Indisposição gástrica causada pelos efeitos do calor intenso. Esse pode ser o motivo que levou a pequena Valentina Barbosa, de apenas três meses, a passar a noite no Pronto-Socorro Central (PSC).
O vômito bastou para que a recém-nascida também apresentasse quadro de desidratação. Ela estava entre as últimas crianças que aguardavam avaliação e liberação médica na sala de internação do PSC, na manhã de ontem. Os sintomas de Valentina, entretanto, não são um caso isolado.
De acordo com o diretor do Departamento de Urgência e Emergência (DUE) da Secretaria Municipal de Saúde, Luiz Antônio Bertozo Sabbag, o calor intenso tem causado uma particularidade de doenças no atendimento da unidade.
“A prevalência é de doenças como intoxicação alimentar, gastroenterite e desidratação. O calor acelera o processo de deterioração dos alimentos e a proliferação de bactérias. Por isso, é importante estar atento ao que comemos fora de casa. Algumas pessoas também acabam comendo mais frutas no verão, mas sem lavar direito. Isso tudo reflete no aumento dos casos de intoxicação ou de gastroenterite, que levam à desidratação”, explica.
A desidratação também pode ocorrer quando há excesso de calor sem reposição suficiente da água eliminada pelo corpo.

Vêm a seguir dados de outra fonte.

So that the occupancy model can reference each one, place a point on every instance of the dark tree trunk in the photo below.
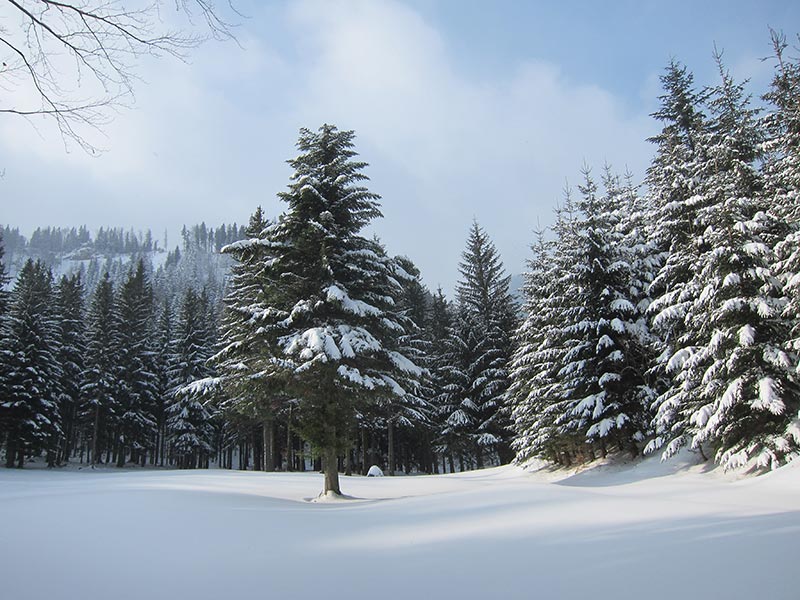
(96, 437)
(11, 450)
(364, 466)
(289, 447)
(269, 445)
(391, 448)
(331, 472)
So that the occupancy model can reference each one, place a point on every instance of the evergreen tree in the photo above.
(488, 324)
(72, 355)
(138, 391)
(188, 421)
(673, 187)
(165, 360)
(532, 364)
(30, 371)
(736, 390)
(328, 322)
(437, 330)
(100, 407)
(782, 183)
(3, 278)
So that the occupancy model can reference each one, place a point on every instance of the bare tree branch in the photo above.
(102, 39)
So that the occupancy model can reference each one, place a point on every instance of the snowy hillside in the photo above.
(650, 531)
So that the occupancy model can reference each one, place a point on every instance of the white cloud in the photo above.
(452, 148)
(208, 140)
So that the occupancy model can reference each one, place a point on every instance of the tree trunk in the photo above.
(329, 464)
(391, 448)
(364, 466)
(96, 437)
(11, 450)
(269, 445)
(289, 448)
(348, 458)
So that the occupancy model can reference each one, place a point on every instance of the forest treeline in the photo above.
(654, 317)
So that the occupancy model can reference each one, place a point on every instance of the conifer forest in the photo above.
(660, 311)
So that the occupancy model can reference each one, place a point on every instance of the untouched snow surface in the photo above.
(646, 531)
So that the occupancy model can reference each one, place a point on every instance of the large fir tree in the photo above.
(29, 368)
(326, 312)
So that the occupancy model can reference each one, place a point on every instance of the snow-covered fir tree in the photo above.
(672, 182)
(481, 351)
(188, 421)
(736, 390)
(71, 357)
(100, 391)
(782, 181)
(329, 294)
(137, 399)
(531, 367)
(29, 368)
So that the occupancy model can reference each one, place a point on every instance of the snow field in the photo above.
(648, 531)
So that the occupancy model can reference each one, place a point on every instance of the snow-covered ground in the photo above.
(646, 531)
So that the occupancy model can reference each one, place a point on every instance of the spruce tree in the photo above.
(72, 356)
(137, 372)
(737, 391)
(100, 391)
(328, 293)
(489, 316)
(188, 421)
(29, 369)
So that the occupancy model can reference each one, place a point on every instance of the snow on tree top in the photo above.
(356, 307)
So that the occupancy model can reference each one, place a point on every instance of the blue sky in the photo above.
(464, 109)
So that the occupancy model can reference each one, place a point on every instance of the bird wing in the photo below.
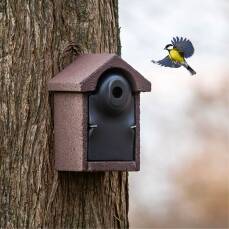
(167, 62)
(183, 45)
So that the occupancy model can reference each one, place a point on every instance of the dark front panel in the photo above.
(111, 133)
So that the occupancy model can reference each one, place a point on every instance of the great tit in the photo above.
(180, 49)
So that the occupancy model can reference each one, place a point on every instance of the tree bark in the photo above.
(38, 38)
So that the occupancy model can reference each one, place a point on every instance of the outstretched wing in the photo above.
(167, 62)
(183, 45)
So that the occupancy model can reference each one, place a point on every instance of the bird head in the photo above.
(168, 47)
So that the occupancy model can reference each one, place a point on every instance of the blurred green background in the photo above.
(184, 177)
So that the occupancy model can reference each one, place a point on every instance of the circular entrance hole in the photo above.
(117, 92)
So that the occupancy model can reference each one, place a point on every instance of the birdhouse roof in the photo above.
(83, 74)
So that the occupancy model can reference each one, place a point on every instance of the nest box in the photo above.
(97, 114)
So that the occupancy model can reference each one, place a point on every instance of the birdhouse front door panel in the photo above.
(111, 135)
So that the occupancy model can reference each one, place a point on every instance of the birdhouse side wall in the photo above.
(70, 135)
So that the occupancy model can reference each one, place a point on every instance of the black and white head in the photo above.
(168, 47)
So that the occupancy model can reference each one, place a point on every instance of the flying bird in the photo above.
(179, 49)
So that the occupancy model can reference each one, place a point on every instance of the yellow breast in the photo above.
(176, 56)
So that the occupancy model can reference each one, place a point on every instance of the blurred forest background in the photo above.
(184, 177)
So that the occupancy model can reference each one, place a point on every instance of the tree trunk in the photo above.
(38, 39)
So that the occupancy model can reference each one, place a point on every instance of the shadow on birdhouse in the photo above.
(97, 114)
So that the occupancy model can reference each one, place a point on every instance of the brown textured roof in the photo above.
(82, 75)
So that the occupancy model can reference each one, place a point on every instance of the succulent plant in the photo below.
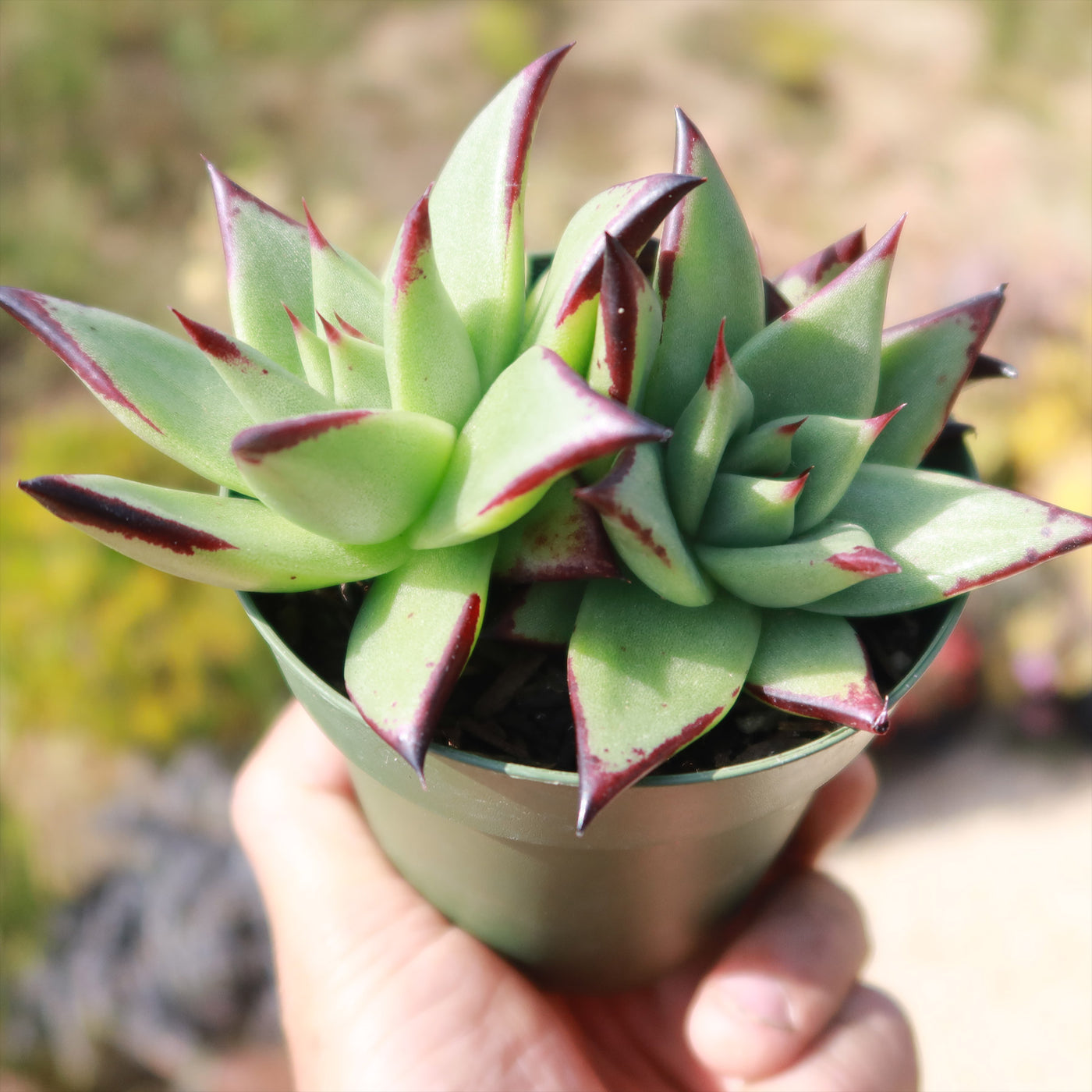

Outras situações que podem levar ao problema são a diminuição do consumo de água, febre, diarreia, vômitos, uso de medicamentos diuréticos, exposição excessiva ao sol, excesso de roupas e abuso de exercícios físicos em horários de calor intenso.
Problemas renais
Além das doenças citadas, Sabbag também alerta que o número de casos de problemas renais em idosos também costuma aumentar nesta época do ano.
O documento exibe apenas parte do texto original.